X, le réseau social d'Elon Musk, refuse de coopérer avec la justice française, qu'il accuse même de motivations politiques. Dans un geste rare, la plateforme a publié un message sur son compte officiel « Affaires gouvernementales » pour s'en prendre directement au député Éric Bothorel (Renaissance), à l'origine du signalement sur le fonctionnement de l'algorithme, ainsi qu'aux experts désignés par la justice française pour analyser le code source de l'entreprise.
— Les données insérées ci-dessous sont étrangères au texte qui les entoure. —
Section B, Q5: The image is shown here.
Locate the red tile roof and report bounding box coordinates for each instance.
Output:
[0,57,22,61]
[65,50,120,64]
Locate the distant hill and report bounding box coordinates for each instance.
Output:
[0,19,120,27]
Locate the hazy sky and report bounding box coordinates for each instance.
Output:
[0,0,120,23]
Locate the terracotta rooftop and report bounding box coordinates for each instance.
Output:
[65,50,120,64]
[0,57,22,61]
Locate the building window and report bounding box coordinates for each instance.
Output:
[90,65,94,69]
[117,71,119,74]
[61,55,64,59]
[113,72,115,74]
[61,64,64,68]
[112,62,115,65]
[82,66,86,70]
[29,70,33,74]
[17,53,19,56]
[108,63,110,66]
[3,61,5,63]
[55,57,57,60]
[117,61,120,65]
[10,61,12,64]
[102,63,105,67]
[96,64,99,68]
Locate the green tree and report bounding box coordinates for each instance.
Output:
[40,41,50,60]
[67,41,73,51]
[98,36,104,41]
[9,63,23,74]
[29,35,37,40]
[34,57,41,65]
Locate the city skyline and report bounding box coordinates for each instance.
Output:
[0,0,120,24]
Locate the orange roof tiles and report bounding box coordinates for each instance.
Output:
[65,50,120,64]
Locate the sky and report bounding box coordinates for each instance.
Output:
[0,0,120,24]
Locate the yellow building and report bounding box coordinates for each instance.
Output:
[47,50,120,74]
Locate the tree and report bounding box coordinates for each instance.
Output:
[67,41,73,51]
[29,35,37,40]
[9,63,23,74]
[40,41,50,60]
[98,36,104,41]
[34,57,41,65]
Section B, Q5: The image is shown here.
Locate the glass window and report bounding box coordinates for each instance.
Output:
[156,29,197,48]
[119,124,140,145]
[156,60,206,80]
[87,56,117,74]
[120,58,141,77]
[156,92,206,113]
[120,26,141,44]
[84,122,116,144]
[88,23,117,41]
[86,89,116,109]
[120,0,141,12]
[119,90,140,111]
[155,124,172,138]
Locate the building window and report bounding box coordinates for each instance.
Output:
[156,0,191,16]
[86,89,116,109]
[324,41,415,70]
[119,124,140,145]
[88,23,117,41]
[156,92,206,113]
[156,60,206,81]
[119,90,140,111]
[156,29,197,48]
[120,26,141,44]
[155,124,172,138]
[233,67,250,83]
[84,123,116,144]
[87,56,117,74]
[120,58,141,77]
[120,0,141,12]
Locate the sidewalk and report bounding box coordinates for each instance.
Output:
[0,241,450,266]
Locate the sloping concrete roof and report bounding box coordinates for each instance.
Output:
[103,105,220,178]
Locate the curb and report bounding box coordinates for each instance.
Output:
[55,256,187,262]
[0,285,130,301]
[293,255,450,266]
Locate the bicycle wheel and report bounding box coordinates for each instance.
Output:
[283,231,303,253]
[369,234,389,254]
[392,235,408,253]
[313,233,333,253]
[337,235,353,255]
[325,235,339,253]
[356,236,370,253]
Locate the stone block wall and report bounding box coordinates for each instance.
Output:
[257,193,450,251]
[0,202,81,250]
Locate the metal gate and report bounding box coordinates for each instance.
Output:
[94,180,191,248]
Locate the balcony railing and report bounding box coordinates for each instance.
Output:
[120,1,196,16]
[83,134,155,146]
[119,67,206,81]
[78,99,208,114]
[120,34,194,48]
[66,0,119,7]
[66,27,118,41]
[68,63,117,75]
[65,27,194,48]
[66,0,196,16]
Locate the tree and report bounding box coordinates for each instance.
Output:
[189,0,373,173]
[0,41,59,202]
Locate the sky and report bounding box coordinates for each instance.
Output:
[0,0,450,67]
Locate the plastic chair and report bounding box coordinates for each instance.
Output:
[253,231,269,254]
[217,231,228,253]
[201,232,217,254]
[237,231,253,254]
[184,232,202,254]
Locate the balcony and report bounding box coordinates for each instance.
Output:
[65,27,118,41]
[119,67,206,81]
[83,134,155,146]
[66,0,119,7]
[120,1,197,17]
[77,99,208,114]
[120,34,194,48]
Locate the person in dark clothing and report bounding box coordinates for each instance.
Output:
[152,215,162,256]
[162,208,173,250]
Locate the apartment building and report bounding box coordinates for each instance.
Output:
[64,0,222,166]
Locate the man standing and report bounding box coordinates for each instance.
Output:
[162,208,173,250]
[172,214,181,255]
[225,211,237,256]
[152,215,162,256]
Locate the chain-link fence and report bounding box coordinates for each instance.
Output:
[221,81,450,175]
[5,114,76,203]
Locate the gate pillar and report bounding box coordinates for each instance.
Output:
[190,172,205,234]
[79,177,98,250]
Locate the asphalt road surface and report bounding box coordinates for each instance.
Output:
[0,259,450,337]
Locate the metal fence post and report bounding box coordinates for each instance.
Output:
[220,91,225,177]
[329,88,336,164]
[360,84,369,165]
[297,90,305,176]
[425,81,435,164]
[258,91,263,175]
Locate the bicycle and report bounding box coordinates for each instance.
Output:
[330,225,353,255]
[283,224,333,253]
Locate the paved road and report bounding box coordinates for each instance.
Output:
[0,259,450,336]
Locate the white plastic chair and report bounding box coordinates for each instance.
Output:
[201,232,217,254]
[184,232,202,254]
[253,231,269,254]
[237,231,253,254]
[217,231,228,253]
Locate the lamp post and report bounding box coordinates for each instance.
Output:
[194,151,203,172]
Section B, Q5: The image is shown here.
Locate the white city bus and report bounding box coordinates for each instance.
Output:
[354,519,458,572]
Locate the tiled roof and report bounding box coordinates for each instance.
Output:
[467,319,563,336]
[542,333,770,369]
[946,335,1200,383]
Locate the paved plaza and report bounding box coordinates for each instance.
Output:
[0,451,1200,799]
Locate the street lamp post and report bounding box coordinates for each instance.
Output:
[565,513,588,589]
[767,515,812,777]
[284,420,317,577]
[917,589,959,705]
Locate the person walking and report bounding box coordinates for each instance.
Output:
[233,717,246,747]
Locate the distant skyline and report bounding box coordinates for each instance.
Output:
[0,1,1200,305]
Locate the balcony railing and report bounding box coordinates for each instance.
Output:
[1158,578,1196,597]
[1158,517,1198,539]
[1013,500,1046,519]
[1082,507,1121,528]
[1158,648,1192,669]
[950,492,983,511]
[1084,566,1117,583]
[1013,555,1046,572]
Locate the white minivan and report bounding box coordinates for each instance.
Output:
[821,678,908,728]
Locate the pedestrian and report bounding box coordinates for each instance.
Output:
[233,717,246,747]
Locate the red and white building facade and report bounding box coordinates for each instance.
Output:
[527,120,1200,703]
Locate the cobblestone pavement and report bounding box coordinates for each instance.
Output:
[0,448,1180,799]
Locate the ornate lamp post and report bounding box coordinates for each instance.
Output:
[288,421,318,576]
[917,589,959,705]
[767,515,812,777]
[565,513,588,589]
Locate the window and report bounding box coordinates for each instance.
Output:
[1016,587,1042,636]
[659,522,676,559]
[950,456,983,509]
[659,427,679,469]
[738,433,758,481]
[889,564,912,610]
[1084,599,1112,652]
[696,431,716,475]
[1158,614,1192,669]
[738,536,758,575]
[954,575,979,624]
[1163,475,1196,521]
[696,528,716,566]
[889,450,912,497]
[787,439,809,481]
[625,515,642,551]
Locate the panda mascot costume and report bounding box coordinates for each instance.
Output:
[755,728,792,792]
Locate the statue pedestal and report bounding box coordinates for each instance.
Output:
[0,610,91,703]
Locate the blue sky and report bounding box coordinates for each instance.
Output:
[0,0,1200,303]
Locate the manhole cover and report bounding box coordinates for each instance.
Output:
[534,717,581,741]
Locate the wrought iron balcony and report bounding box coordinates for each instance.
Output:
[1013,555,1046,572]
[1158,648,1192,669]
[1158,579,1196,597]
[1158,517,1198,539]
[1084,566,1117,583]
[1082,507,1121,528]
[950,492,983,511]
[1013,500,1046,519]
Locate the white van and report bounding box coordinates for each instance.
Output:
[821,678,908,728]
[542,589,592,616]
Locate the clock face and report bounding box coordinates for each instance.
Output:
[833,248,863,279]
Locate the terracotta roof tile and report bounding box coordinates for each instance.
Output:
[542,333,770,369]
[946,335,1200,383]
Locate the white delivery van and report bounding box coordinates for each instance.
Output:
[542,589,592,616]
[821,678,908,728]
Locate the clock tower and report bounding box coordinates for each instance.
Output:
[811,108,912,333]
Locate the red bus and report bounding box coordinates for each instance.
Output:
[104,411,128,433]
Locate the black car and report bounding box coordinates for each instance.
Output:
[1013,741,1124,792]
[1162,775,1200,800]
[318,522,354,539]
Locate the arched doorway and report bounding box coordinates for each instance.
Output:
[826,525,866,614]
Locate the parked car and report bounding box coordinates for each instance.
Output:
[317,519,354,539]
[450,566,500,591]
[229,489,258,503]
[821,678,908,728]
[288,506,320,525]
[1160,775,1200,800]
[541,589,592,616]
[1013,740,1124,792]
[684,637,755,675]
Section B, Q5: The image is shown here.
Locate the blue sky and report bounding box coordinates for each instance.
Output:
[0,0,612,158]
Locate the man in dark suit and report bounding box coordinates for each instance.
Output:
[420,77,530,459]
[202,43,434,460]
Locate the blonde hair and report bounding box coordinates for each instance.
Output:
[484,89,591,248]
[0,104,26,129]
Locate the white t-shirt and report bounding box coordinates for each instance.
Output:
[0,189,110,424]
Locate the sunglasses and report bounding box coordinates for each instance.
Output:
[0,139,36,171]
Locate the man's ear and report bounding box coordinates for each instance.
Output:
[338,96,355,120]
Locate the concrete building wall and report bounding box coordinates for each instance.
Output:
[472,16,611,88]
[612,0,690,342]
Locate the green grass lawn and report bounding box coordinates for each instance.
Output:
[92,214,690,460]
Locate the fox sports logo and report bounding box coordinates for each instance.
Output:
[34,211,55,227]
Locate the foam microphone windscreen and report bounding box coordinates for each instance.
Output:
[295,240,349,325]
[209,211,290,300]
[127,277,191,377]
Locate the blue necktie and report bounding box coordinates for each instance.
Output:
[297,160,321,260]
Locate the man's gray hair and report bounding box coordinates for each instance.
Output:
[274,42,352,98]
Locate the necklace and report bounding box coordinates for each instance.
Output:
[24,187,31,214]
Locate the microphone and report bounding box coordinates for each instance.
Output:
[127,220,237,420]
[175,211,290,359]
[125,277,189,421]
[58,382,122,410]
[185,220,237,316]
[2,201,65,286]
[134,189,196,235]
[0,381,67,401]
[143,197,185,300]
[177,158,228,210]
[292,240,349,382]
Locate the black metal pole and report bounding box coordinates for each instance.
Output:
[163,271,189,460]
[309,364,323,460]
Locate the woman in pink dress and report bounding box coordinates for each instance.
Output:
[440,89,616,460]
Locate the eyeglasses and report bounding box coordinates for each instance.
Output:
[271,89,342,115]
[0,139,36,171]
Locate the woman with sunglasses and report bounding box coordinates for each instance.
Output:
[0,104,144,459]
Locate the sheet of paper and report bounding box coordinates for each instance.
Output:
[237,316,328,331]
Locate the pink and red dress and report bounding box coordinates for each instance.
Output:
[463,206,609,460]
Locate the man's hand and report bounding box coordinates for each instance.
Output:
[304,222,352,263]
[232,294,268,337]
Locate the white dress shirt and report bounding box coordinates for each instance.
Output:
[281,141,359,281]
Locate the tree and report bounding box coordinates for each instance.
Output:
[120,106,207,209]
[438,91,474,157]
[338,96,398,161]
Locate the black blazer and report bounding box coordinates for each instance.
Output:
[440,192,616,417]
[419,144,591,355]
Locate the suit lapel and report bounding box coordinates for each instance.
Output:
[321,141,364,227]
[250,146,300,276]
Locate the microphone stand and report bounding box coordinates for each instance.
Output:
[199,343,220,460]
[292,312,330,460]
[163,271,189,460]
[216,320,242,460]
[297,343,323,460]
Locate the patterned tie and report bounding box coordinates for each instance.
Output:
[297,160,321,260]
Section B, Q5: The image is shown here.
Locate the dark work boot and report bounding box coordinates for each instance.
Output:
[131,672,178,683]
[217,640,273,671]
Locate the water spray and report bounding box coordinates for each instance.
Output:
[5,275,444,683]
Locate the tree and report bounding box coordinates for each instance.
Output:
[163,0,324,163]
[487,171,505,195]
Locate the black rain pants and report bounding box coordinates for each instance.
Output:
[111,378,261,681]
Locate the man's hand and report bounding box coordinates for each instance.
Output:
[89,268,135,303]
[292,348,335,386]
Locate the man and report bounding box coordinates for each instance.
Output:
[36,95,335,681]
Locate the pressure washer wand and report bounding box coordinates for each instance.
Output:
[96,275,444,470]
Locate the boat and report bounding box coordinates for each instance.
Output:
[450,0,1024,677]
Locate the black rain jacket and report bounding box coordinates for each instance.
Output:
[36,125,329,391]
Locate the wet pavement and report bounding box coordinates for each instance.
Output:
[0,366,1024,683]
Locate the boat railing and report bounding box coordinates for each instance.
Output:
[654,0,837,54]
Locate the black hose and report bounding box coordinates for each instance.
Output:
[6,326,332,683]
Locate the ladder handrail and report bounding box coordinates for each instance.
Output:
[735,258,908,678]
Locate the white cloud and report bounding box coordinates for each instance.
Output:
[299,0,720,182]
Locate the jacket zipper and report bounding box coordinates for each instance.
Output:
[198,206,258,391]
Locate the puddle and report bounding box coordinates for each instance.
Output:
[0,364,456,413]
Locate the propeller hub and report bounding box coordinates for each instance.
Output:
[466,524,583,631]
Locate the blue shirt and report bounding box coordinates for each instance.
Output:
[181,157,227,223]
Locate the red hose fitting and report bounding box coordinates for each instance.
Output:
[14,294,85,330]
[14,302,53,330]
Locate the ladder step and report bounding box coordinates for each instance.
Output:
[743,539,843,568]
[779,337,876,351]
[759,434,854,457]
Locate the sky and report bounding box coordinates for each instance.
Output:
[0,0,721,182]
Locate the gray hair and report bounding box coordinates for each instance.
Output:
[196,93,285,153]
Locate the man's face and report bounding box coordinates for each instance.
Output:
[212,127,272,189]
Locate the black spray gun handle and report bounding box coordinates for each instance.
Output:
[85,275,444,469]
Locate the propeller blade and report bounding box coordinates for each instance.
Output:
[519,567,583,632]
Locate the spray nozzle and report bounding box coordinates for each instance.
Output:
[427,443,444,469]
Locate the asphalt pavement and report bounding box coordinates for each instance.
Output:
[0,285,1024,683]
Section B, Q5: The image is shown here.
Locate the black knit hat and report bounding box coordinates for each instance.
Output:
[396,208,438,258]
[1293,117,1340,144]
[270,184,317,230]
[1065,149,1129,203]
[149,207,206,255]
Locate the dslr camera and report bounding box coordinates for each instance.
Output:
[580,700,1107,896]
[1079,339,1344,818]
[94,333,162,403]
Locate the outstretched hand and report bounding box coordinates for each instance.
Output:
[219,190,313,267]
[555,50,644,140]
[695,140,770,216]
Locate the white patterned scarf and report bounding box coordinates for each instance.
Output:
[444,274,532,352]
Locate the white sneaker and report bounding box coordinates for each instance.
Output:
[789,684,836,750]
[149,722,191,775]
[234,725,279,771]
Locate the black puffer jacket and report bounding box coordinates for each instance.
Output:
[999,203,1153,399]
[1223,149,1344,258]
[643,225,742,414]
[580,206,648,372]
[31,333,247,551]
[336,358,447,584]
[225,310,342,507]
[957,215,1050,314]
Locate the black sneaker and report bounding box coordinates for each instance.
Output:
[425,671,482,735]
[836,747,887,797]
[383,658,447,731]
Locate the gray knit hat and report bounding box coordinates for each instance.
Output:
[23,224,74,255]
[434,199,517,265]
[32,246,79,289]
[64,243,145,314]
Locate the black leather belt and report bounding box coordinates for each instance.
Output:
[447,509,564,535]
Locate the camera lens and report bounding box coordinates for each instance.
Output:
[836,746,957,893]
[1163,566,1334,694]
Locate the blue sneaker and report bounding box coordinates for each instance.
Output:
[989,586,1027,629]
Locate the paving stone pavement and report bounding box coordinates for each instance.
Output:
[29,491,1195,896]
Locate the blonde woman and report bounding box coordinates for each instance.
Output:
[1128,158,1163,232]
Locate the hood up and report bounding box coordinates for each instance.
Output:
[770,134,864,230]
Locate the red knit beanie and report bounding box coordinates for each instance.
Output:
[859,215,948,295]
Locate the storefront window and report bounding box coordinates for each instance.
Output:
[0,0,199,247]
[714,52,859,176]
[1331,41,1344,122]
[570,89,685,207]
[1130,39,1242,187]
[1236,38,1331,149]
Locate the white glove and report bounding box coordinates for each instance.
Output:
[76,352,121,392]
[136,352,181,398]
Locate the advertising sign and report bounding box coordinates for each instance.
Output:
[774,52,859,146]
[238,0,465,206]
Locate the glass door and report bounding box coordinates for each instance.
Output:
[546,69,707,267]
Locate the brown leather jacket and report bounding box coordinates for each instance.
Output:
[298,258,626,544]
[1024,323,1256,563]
La société estime que ces spécialistes, qui se sont déjà exprimés de manière critique sur les dérives du réseau, ne peuvent pas mener une enquête objective sur le cœur algorithmique de la plateforme. Mais pour Éric Bothorel, le véritable problème est ailleurs : « Inciter à la haine en ligne, favoriser les contenus les plus susceptibles de poursuites judiciaires est un délit, sur lequel la justice française enquête », déclare le député, contacté par La Tribune.
En tant que « Très Grande Plateforme en Ligne », X est en effet soumise au règlement européen sur les services numériques (DSA), qui impose une obligation de transparence sur les systèmes de recommandation, en particulier les algorithmes de tri, de personnalisation ou de modération. Or, contrairement à ce qu'affirme Elon Musk, la page GitHub de X, censée exposer son fonctionnement, ne permet nullement de comprendre pourquoi tel contenu est mis en avant plutôt qu'un autre.